The COP15 summit ended in disaster, scuttled by greed and the narrow self-interests of the world’s biggest polluters. The so-called “Copenhagen Accord” was pieced together by Mr. Obama between the U.S., China, India, Brazil, and South Africa. It was forced through by the summit chair, who according to the Associated Press; “gaveled in a compromise decision to ‘take note’ of the agreement, instead of formally approving it. Experts said that still meant the accord could go into effect.” Mr. Obama effectively kept the majority of dissenting nations out of the negotiations while to all intents and purposes forming the alliance of major polluters who would hammer out the pact.

Demonstrators furious over the sham "Copenhagen Accord" protest outside of the Bella Center as the COP15 summit ends. Photo AFP/Olivier Morin.

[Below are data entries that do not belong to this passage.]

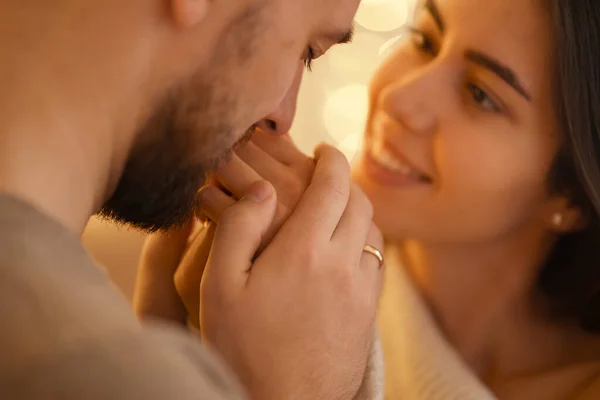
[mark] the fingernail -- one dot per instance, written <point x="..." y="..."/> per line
<point x="259" y="192"/>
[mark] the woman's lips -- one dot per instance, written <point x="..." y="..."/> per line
<point x="388" y="166"/>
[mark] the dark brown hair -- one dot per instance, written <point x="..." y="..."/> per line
<point x="570" y="279"/>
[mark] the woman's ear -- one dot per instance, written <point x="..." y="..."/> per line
<point x="189" y="13"/>
<point x="561" y="216"/>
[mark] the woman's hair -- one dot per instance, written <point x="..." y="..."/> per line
<point x="570" y="278"/>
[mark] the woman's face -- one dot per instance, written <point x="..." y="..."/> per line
<point x="460" y="137"/>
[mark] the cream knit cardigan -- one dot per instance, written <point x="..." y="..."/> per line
<point x="419" y="363"/>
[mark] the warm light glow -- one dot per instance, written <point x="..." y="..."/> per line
<point x="350" y="145"/>
<point x="383" y="15"/>
<point x="345" y="111"/>
<point x="388" y="47"/>
<point x="354" y="62"/>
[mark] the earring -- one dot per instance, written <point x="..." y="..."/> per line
<point x="557" y="219"/>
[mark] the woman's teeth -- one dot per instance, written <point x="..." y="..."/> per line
<point x="392" y="163"/>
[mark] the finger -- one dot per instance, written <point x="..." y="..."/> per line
<point x="319" y="210"/>
<point x="236" y="176"/>
<point x="355" y="224"/>
<point x="263" y="163"/>
<point x="370" y="265"/>
<point x="212" y="202"/>
<point x="189" y="274"/>
<point x="280" y="148"/>
<point x="155" y="294"/>
<point x="239" y="234"/>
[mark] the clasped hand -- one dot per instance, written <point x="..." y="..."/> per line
<point x="278" y="283"/>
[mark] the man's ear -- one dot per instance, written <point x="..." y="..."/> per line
<point x="189" y="13"/>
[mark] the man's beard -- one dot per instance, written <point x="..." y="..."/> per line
<point x="189" y="133"/>
<point x="187" y="137"/>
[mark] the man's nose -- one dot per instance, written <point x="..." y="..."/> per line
<point x="280" y="120"/>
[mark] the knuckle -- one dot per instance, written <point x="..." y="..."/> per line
<point x="364" y="205"/>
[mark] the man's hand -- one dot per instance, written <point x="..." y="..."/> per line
<point x="298" y="320"/>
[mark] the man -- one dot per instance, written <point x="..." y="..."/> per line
<point x="122" y="107"/>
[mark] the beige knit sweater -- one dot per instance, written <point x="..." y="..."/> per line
<point x="419" y="363"/>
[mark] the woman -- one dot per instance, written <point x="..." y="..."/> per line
<point x="481" y="163"/>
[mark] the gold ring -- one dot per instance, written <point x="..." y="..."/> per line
<point x="372" y="250"/>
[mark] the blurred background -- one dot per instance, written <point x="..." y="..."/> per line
<point x="332" y="108"/>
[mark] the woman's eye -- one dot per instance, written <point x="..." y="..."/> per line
<point x="482" y="99"/>
<point x="310" y="56"/>
<point x="422" y="41"/>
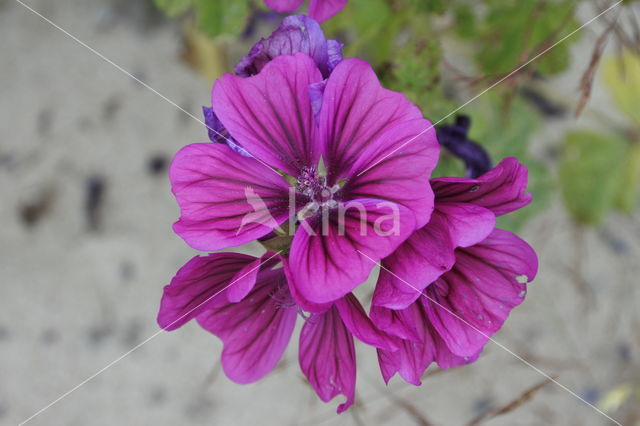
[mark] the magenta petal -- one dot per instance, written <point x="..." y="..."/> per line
<point x="468" y="224"/>
<point x="321" y="10"/>
<point x="270" y="114"/>
<point x="395" y="166"/>
<point x="396" y="322"/>
<point x="356" y="320"/>
<point x="200" y="284"/>
<point x="501" y="190"/>
<point x="327" y="357"/>
<point x="245" y="279"/>
<point x="356" y="110"/>
<point x="283" y="6"/>
<point x="303" y="303"/>
<point x="429" y="252"/>
<point x="255" y="331"/>
<point x="225" y="199"/>
<point x="412" y="358"/>
<point x="326" y="264"/>
<point x="468" y="304"/>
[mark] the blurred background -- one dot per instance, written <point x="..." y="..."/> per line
<point x="86" y="208"/>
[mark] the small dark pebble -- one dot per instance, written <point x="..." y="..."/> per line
<point x="616" y="244"/>
<point x="199" y="408"/>
<point x="591" y="395"/>
<point x="50" y="336"/>
<point x="98" y="334"/>
<point x="127" y="271"/>
<point x="158" y="164"/>
<point x="32" y="211"/>
<point x="157" y="396"/>
<point x="95" y="189"/>
<point x="133" y="333"/>
<point x="45" y="121"/>
<point x="482" y="405"/>
<point x="140" y="76"/>
<point x="624" y="352"/>
<point x="111" y="107"/>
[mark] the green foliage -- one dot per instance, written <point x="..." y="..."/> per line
<point x="622" y="77"/>
<point x="629" y="191"/>
<point x="515" y="31"/>
<point x="368" y="28"/>
<point x="217" y="17"/>
<point x="173" y="8"/>
<point x="590" y="174"/>
<point x="214" y="17"/>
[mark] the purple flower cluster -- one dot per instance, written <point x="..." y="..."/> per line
<point x="310" y="151"/>
<point x="320" y="10"/>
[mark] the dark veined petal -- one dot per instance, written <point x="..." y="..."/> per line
<point x="377" y="140"/>
<point x="327" y="357"/>
<point x="225" y="199"/>
<point x="454" y="137"/>
<point x="246" y="277"/>
<point x="468" y="304"/>
<point x="321" y="10"/>
<point x="501" y="190"/>
<point x="296" y="34"/>
<point x="356" y="320"/>
<point x="255" y="331"/>
<point x="355" y="111"/>
<point x="333" y="255"/>
<point x="414" y="356"/>
<point x="270" y="114"/>
<point x="202" y="283"/>
<point x="429" y="252"/>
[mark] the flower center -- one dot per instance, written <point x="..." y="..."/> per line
<point x="314" y="186"/>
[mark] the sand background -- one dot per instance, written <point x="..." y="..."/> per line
<point x="81" y="285"/>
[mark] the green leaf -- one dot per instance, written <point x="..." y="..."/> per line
<point x="590" y="174"/>
<point x="216" y="17"/>
<point x="629" y="190"/>
<point x="622" y="77"/>
<point x="514" y="31"/>
<point x="173" y="8"/>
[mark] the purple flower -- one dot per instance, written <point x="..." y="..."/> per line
<point x="246" y="302"/>
<point x="454" y="138"/>
<point x="371" y="173"/>
<point x="464" y="215"/>
<point x="296" y="33"/>
<point x="453" y="283"/>
<point x="320" y="10"/>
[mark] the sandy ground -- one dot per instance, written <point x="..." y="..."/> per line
<point x="86" y="246"/>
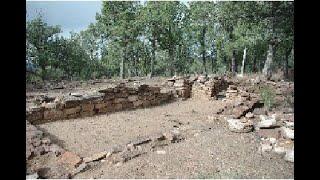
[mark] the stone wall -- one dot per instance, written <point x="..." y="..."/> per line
<point x="181" y="87"/>
<point x="100" y="102"/>
<point x="208" y="89"/>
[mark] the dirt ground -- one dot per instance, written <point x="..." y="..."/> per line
<point x="209" y="149"/>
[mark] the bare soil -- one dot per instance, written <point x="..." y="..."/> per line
<point x="209" y="149"/>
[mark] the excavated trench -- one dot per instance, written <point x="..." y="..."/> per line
<point x="114" y="140"/>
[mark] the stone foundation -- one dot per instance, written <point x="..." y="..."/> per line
<point x="209" y="89"/>
<point x="103" y="101"/>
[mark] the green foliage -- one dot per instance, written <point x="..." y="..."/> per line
<point x="162" y="38"/>
<point x="267" y="95"/>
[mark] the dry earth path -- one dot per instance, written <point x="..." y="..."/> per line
<point x="209" y="150"/>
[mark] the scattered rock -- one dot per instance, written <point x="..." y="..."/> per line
<point x="237" y="125"/>
<point x="70" y="158"/>
<point x="289" y="124"/>
<point x="266" y="146"/>
<point x="269" y="133"/>
<point x="287" y="133"/>
<point x="289" y="156"/>
<point x="32" y="176"/>
<point x="249" y="115"/>
<point x="267" y="121"/>
<point x="161" y="152"/>
<point x="96" y="157"/>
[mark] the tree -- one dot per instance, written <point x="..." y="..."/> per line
<point x="39" y="34"/>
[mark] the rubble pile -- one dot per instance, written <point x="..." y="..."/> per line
<point x="209" y="89"/>
<point x="102" y="101"/>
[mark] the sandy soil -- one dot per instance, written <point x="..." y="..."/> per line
<point x="209" y="150"/>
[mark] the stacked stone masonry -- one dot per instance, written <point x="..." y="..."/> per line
<point x="100" y="102"/>
<point x="209" y="89"/>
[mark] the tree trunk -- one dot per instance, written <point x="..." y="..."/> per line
<point x="153" y="56"/>
<point x="212" y="58"/>
<point x="203" y="48"/>
<point x="254" y="68"/>
<point x="243" y="60"/>
<point x="122" y="65"/>
<point x="233" y="62"/>
<point x="267" y="71"/>
<point x="286" y="65"/>
<point x="172" y="62"/>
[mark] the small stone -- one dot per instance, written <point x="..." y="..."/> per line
<point x="235" y="125"/>
<point x="70" y="158"/>
<point x="249" y="115"/>
<point x="289" y="124"/>
<point x="80" y="168"/>
<point x="266" y="147"/>
<point x="267" y="122"/>
<point x="272" y="140"/>
<point x="96" y="157"/>
<point x="289" y="156"/>
<point x="161" y="152"/>
<point x="287" y="133"/>
<point x="32" y="176"/>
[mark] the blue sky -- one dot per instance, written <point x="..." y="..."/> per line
<point x="71" y="16"/>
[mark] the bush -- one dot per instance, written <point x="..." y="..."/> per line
<point x="268" y="97"/>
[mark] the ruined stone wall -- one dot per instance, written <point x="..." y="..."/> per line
<point x="208" y="89"/>
<point x="181" y="87"/>
<point x="100" y="102"/>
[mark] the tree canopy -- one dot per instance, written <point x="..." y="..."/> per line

Demonstrators furious over the sham "Copenhagen Accord" protest outside of the Bella Center as the COP15 summit ends. Photo AFP/Olivier Morin.

Mr. Obama called the final 12-paragraph Copenhagen Accord document an “unprecedented breakthrough” and a “meaningful agreement.” What a laughable statement!

The accord makes no mention of a target date for the creation of a legally binding climate treaty, it provides no target dates for reducing greenhouse gas emissions, and it provides no verification or enforcement mechanisms. In short it is a toothless and unenforceable document.

The Executive Director of Greenpeace International, Kumi Naidoo, said the accord included so many loopholes that “you could fly an airplane through it - Airforce One, for example.”

Artists and designers played a significant role during the COP15 summit, and they will continue to do so in its aftermath. There is unquestionably much work ahead, and the creative community has an important part to play, not just in keeping the issue of climate change before the public, but in arousing the consciousness of the people and spurring them to constructive action.